The biggest praise I can give it is how “mature” the older characters behave. (I was going to say “adult” but that has too many other connotations when it comes to fantasy.) Characters have relationship struggles that aren’t entirely predicated on the Hilarious Misunderstanding (or its cousin, Refusing to Listen and Automatically Jumping to the Worst Conclusion). People face their assumptions and sometimes change. Old grudges get reconsidered and adolescent squabbles don’t necessarily become adult feuds. Difference of opinion is not a sign of evil intent. It’s wonderfully refreshing and there wouldn’t be space for it in a more epic story without a massive increase in the page count.
Another thing to love about the characterization is age related. All too often in fantasy teenagers are indistinguishable from adults, and adults rarely act their age. This is endemic to fictional media as a whole. It frequently feels like 99% of interpersonal conflict in any given show or movie stems from a supposedly adult character throwing a tantrum. Considering the mailings I get from my Republican State House representative it seems like there are plenty of adults who do act that way, but it doesn’t reflect what is normally considered mature behavior nor my lived experience.* Even if it is atypical adult behavior, it’s nice to see patterns of interaction that more closely resemble my lived experience. This goes both ways: Canavan’s adults feel like real grownups but her younger characters also behave more like “real” young people.
*I’m willing to accept that my experience may be atypical. Other expats banned me from answering questions about American culture while I was in Japan because my perception of U.S. culture is apparently nonstandard.
I really can’t stop heaping praise on Canavan’s characterization, and I feel like a big part of my enjoyment was due to reading this trilogy first. It’s not that the earlier books are bad, but Canavan’s writing is vastly improved in the Traitor spy trilogy and because all of the events of the first trilogy are long past there’s a sense that these people existed before the book started and had a full complement of life experiences. It also helps to make the parental characters more well rounded.
I continue to praise the characters. I like that many of the characters have adult children but the portrayal is balanced so that neither parent nor child feels like an afterthought or a plot device to motivate the other. I like that there are LGBT characters and that they do face discrimination but that’s not all they’re there for. I like that characters in relationships make mistakes and the principals involve actually listen to each other when these things come up. I like that not everybody has the same ethnic or cultural background and that these differences are not just superficial (“these people wear red, but these other people are so different they wear blue!”) but at the same time there’s not a sense of ethnic and/or cultural determinism. (“Abcders love shoes and think that all V should N but Zyxers love sandals and think that only E should N”)
So it’s a good series and very readable.
Recommendation
It’s good for fans of the high fantasy series (Robert Jordan, Rothfuss, etc.) but its appeal outside of that is probably limited.

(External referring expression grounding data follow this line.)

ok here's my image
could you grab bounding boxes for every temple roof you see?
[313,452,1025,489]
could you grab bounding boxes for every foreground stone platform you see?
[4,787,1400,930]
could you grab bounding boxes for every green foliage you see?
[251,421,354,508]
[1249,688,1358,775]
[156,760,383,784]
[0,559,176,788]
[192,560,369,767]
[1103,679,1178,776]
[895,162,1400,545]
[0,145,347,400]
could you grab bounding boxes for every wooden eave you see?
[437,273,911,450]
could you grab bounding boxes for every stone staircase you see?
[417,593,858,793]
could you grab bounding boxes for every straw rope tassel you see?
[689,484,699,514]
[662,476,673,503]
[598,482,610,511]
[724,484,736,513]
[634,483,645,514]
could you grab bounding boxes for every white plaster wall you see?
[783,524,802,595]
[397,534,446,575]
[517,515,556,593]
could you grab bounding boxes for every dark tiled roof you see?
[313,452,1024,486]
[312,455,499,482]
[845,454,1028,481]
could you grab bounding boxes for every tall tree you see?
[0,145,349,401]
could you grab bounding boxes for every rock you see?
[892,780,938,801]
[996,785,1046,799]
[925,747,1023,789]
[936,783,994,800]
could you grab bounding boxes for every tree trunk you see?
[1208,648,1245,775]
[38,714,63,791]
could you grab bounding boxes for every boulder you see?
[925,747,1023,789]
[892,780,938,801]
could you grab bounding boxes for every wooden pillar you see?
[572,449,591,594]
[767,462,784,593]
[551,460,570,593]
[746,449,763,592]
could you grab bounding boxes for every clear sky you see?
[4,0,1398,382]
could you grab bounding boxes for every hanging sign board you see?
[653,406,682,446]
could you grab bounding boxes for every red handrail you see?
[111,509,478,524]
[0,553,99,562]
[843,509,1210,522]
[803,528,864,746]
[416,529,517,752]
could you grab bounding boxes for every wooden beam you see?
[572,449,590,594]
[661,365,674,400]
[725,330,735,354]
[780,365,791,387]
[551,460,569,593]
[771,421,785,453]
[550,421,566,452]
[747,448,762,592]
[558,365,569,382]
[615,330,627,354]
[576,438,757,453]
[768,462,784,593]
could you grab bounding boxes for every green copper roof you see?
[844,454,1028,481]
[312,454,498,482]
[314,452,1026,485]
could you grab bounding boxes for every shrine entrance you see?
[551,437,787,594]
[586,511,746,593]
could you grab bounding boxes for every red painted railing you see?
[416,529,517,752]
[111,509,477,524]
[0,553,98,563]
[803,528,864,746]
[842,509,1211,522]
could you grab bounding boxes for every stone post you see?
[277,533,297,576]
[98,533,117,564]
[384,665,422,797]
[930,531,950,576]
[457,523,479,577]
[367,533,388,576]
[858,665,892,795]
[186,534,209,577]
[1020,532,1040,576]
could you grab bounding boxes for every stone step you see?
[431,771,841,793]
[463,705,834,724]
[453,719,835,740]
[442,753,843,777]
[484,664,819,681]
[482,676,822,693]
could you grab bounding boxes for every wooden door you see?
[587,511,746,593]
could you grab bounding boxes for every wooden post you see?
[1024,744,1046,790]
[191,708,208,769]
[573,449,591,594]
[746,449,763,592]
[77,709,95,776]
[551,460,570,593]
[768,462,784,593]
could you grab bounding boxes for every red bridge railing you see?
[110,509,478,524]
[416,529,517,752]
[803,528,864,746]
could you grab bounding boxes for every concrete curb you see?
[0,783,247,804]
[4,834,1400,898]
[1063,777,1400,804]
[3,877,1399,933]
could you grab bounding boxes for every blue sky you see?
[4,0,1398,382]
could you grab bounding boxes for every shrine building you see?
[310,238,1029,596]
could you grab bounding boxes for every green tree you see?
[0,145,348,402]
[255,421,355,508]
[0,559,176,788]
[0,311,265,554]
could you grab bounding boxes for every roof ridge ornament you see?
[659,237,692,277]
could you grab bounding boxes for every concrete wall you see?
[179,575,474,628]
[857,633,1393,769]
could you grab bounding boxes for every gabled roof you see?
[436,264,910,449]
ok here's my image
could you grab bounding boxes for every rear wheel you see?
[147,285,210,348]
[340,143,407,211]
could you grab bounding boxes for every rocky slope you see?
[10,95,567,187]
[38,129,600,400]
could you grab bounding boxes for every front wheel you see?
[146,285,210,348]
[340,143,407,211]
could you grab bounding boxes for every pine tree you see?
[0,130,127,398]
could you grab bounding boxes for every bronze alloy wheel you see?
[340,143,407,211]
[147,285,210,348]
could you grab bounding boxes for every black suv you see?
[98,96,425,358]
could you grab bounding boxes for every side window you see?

It’s not exactly an action packed series so readers looking for something like Brent Weeks or David Dalgish will probably be disappointed. It’s also good train for people looking for fantasy novels that aren’t “young straight white man saves the world”. There are major characters who fit that mold, but the series does a good job of giving other characters equal time in the spotlight. There are characters who aren’t white, who aren’t young, who aren’t straight, and who aren’t men. Some characters aren’t two or more of the same thing, even! I realize that “not every heroic character is a SAWCASM” is a pretty low bar, but so few books seem to manage that that it’s worth mentioning the books that do.